Introduction Propofol infusion syndrome (PRIS) is a rare, life-threatening complication of prolonged or high-dose propofol use, marked by lactic acidosis, rhabdomyolysis, hyperlipidemia, and cardiac dysfunction [1]. This report highlights a case of PRIS, focusing on early recognition, diagnostic challenges, and management strategies. Case Presentation A 35 y/o male was admitted to the Neurosurgery Intensive Care Unit (NSICU) with impaired consciousness and respiratory failure following a severe traumatic brain injury. Anamnesis - he had jumped out of a moving car. Upon arrival at the ER, his GCS score was 8. The patient was sedated, intubated, and underwent surgery for bifrontal decompressive craniectomy, ICP sensor placement.

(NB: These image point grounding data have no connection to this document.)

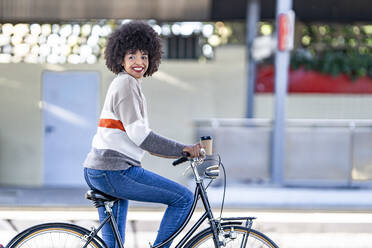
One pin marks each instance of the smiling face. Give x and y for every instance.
(136, 63)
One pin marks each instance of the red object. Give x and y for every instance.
(307, 81)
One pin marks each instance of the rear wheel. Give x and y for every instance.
(232, 237)
(54, 235)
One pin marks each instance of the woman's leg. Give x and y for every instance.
(146, 186)
(139, 184)
(97, 179)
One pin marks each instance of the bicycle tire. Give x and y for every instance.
(256, 239)
(55, 235)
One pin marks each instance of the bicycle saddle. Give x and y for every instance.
(95, 195)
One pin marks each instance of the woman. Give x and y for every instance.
(114, 164)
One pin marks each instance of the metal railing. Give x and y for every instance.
(317, 152)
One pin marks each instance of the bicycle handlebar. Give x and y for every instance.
(181, 159)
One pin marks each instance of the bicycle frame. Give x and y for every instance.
(200, 191)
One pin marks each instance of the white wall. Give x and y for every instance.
(179, 93)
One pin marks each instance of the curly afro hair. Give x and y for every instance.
(133, 36)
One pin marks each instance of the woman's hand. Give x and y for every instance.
(194, 150)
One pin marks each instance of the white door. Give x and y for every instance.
(70, 114)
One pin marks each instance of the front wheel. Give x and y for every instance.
(54, 235)
(232, 237)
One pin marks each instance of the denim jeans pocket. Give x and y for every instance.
(100, 180)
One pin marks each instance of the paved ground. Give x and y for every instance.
(293, 217)
(291, 229)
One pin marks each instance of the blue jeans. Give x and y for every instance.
(138, 184)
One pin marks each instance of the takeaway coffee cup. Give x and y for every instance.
(206, 141)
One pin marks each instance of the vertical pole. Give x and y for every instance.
(281, 82)
(252, 18)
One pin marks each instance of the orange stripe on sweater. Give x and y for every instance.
(111, 123)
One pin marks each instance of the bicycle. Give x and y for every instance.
(222, 232)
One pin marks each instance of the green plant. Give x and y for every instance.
(335, 49)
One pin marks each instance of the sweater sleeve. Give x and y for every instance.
(161, 146)
(130, 111)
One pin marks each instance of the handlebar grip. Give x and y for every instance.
(182, 159)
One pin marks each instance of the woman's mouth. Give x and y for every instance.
(137, 69)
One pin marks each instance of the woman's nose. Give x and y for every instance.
(139, 60)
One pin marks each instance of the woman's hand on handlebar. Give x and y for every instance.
(194, 150)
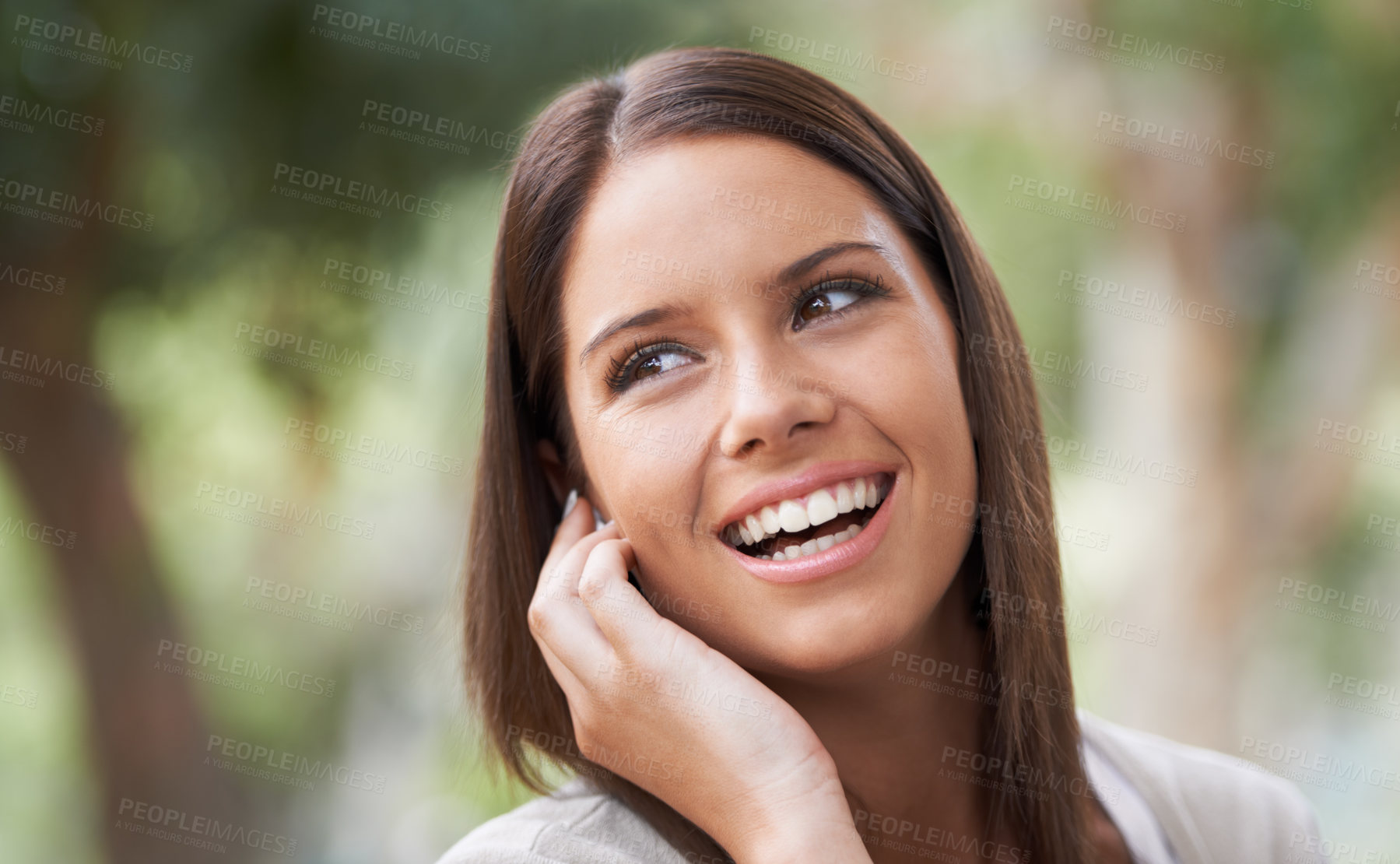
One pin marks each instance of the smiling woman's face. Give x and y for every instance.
(798, 338)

Sedation was maintained with propofol (administered for 7 days at doses ranging from 1.7 to 6.4 mg/kg/h) and fentanyl (0.2 mg/h), while norepinephrine was used for arterial pressure and brain perfusion, with ICP initially stable at 13 mmHg. On the 7th day in the NSICU, the patient developed atrial fibrillation, renal dysfunction with rising uremic markers, metabolic acidosis without lactate elevation and hyperkalemia. Laboratory findings revealed significantly elevated creatine kinase, triglycerides, and liver enzymes, raising suspicion of rhabdomyolysis secondary to PRIS (McMahon Rhabdomyolysis Score: 7). Propofol was discontinued, and sedation was switched to ketamine (2.5 mg/kg/h) and midazolam (7.5 mg/h), maintaining ICP between 14–17 mmHg and brain tissue oxygenation at 24 mmHg. Sodium bicarbonate was administered to address acidosis, and treatments for hyperkalemia, rhabdomyolysis, renal failure, and atrial fibrillation were initiated. After stabilised condition he was transfered to the neurosurgery department. Discussion PRIS has an incidence of 1–4.9% and a mortality rate of up to 49% in adults [2–4]. It involves mitochondrial dysfunction, leading to impaired ATP synthesis and cellular hypoxia. Risk factors include high infusion rates, critical illness, and sedation over 48 hours or >4 mg/kg/h [5]. Diagnosis is based on metabolic acidosis, ECG changes, and rhabdomyolysis, with treatment focusing on stopping propofol Conclusions PRIS, a rare but fatal complication of prolonged propofol use, requires prompt recognition and treatment. Vigilance in high-risk cases is vital for better outcomes.